Hmm... Christmas? All I can say right now is that it's kicking in, so anticipate great things. It's going to be great and we just need to put our hearts into it and pray that God's hand works through us. (Although part of me wishes I don't have to co-ordinate it - I do have a wedding coming up smack in the middle of it... patience patience...)

Ok, I've got it.

Recently, 2 friends of mine found out that their unborn baby has a birth defect - something called Congenital Diaphragm Hernia. (Yes yes, go Google it.) Initially, knowing very little about what's happening, it alarmed a lot of us and I didn't really know what to say to my friends or how to pray for their baby. I cried and I avoided talking to them because I knew I would tear up if I spoke to them about it.

When I finally saw them and talked to them about it, I was amazed at how calm they were and how they appear to be unaffected. Their great faith in God who loves and gives only good things was helping them through this trying time. I am greatly encouraged at how they are positive about it and how they are so sure that however things turn out, it will be for good because God is in control and is holding their baby in His hands.

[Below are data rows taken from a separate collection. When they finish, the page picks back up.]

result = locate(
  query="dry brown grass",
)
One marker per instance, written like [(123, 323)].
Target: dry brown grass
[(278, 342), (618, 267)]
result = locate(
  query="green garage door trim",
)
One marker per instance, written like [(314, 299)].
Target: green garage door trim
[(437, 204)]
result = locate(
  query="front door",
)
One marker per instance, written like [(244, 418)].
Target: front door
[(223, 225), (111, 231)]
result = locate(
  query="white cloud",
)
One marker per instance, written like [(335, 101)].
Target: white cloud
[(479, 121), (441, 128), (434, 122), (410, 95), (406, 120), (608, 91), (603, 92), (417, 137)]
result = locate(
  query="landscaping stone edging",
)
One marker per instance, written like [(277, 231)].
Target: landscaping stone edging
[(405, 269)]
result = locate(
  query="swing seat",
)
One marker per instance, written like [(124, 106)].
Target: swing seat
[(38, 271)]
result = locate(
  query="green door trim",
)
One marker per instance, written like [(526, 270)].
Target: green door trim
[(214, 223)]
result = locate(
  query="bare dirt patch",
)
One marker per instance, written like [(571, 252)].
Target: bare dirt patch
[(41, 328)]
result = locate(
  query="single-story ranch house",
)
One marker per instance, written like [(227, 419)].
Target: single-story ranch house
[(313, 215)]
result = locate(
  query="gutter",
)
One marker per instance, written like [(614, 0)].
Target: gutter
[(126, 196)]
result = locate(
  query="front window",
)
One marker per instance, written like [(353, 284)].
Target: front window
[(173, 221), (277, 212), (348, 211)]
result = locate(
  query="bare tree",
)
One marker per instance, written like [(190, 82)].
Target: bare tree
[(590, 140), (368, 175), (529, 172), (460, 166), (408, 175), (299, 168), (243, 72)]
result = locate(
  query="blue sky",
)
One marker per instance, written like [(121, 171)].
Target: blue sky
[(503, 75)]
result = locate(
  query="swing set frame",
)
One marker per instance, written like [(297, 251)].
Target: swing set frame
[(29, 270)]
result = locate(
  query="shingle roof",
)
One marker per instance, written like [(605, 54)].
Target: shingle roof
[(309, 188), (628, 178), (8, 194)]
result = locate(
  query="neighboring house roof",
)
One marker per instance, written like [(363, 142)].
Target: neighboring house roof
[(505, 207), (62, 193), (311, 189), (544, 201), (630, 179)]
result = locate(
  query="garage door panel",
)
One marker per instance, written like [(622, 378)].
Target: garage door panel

We prayed and prayed for them. I never ceased to cry every time. But I see what it means to have faith in God - it is not a "Christian jargon", it is something one sees in action when times are trying. And I saw faith in action through this. They were affected, of course, there were tears, there was sadness, but they came back to the realization that the God they trust will not fail them.

I know now that however things turn out for them, the baby will be fine and more importantly, live to bear a testimony about how God held her life in His hand and how God assured her parents that everything will be fine and how she survived her birth defect.

I now cry, not because I'm sad or disappointed or bewildered, but because I'm touched and awed to see how when God says He loves His child, He goes all the way for her.